November 11

Храм воскрешения мертвых и мнимая отмена русской культуры

автор: Иван Давыдов

Василий Чекрыгин. Из цикла "Воскрешение мертвых". 1921 г.

Не знаю, как вы, друзья, а я по жизни движусь довольно бессмысленно, и брат мой — хаос. И, как ни странно, иногда из этой бессмысленности вырастают удивительные встречи.

Как это работает? Да вот как. Пошли мы с другом однажды на маленькую выставку графики в Новой Третьяковке. Анонсы обещали Митурича. Хотелось очень увидеть его рисунки из так называемого Санталовского цикла. В деревне Санталово Нижегородской губернии доживал свою недлинную жизнь Велимир Хлебников, председатель земного шара и Джек-потрошитель судьбы. Митурич был дружен с ним тогда, рисовал и деревню, и поэта в последние дни его жизни, и поэта сразу после смерти.

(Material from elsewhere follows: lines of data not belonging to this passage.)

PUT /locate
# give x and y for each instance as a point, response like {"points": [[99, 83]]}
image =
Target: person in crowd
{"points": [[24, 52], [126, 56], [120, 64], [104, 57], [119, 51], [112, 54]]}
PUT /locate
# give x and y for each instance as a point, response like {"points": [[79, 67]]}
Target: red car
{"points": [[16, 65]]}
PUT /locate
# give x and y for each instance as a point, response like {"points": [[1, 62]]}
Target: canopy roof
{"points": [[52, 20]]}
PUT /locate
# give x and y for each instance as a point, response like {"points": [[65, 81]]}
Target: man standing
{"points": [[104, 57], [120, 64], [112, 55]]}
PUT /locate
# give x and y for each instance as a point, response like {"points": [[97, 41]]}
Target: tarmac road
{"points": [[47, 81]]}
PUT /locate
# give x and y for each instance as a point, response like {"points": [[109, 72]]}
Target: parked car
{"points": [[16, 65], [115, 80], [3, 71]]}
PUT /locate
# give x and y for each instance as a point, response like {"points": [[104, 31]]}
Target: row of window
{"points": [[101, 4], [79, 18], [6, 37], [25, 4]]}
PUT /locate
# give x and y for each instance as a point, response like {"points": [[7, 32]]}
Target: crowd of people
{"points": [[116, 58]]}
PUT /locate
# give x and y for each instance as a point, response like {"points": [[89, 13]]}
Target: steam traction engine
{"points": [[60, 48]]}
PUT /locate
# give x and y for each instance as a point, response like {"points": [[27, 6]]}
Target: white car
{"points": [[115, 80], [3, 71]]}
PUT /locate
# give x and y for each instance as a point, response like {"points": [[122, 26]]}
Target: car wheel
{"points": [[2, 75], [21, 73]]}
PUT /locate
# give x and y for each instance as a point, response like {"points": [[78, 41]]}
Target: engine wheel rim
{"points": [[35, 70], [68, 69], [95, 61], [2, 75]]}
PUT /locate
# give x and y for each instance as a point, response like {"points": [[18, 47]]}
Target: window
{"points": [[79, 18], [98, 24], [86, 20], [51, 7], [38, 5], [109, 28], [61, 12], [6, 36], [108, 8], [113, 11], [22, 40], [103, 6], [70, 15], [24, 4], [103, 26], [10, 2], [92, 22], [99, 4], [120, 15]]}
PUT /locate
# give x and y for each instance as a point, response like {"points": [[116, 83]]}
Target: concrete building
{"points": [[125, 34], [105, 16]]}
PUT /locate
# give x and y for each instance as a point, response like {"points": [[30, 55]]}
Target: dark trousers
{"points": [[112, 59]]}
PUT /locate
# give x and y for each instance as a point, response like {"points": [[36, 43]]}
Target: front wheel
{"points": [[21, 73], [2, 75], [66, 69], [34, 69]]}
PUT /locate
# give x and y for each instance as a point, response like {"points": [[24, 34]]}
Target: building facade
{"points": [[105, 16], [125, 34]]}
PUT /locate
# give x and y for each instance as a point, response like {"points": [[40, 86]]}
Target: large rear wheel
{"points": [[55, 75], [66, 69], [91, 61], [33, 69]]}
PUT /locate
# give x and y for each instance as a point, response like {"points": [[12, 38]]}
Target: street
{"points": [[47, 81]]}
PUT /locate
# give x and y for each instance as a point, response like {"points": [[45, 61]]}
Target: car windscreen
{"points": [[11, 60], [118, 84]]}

В гробу.

Пришли, и Митурич на выставке той точно был, но я даже не помню, заметил ли я его. Десятка два листов совсем другого художника, там же представленные, затмили все.

Нет, конечно, я должен был его знать. Мне доводилось видеть книжку Владимира Маяковского «Я!» (1913-й, триста экземпляров, коллекционеры с ума из-за такого сходят). И вот он как раз, этот художник, ее проиллюстрировал.

Я должен был знать, но не запомнил, не обратил внимания, не отпечатались те картинки в памяти. А тут… На сером фоне — мечущиеся фигуры, ощущение космического ужаса (хотя речь, если подумать, о счастье, но это спойлер), ни на что, ни на кого не похожая графическая манера, хотя, конечно, рифмующаяся и с работами русских авангардистов, и даже с Гойей.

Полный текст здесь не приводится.